After a while, watching these kinds of rom-com anime felt hollow, as if they were empty calories from a bunch of impulse-purchased frosted sugar cookies. Somewhere in modern romcom’s attempt to entice audiences with wacky premises, the genre forgot how to write a tantalising story between two believable characters. In contrast to most modern rom-com anime, Tomo-chan’s love story is grounded on something painfully relatable: not being seen the way you want to by the person closest to you.
In “Only a Joke Can Save Us: A Theory of Comedy,” American author Todd McGowan wrote that comedy is when “we are surprised by a conjunction of lack and excess.” Because most popular romcom anime lean heavily on harem tropes, modern anime is often relegated to only exploring themes such as characters being in elaborate love triangles Tomo-chan, meanwhile, has substance that doesn’t require a complicated setup. By relying on a more straightforward premise, Tomo-Chan can dive more deeply into complicated subjects like rigid gender norms and how they affect romantic love. Better yet, Tomo-Chan accomplishes this thematic feat without punching down.

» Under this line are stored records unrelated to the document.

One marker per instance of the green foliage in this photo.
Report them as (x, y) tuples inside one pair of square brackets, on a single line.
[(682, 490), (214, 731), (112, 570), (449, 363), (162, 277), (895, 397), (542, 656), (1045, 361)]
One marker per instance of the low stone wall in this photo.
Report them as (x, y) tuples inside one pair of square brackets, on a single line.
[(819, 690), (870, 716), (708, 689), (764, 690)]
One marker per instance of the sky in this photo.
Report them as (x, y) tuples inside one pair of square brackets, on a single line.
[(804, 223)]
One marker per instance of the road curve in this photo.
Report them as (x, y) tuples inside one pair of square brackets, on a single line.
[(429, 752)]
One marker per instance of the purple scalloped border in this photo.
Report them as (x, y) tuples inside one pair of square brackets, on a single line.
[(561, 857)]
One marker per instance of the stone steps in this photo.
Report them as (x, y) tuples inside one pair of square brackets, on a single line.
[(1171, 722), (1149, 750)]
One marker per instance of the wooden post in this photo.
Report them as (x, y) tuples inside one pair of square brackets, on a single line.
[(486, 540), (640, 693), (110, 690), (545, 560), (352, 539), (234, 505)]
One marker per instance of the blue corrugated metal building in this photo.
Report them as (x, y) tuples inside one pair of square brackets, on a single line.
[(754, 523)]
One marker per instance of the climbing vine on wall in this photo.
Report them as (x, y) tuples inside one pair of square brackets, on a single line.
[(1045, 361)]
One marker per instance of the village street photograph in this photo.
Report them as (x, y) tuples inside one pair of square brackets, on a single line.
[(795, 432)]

While I’m unsure how the rest of the show will pan out, one aspect of the show that assured me it wouldn’t become derivative was the genuine care and attentiveness of its supporting cast, particularly, Tomo’s steely-eyed female friend, Misuzu Gundou.
Typically an outside character in rom-com anime serves as a pseudo-villain to the romantic progress of its titular characters by placing them in uncomfortable situations to ruin their progress. While these characters are annoying to watch by how mean-spirited their romantic subterfuge affects its main characters, their antics tend to inversely strengthen the bonds between them. To my surprise, Misuzu’s plotting and teasing of Tomo never come from a place of spite, but from goodwill. Misuzu actually wants Jun and Tomo to come together. Misuzu, like the audience, sees through Jun and Tomo’s clumsiness and pinpoints their blossoming romantic attraction. Instead of rubbing it in their faces, Misuzu gently nudges them in the right direction without overstepping their boundaries whenever they misinterpret each other’s words or actions.
Tomo-Chan is a refreshing anime because its situational romantic humour never diminishes its exploration of how toxic masculinity plays an integral part in its main character’s growing romance. More anime should follow suit.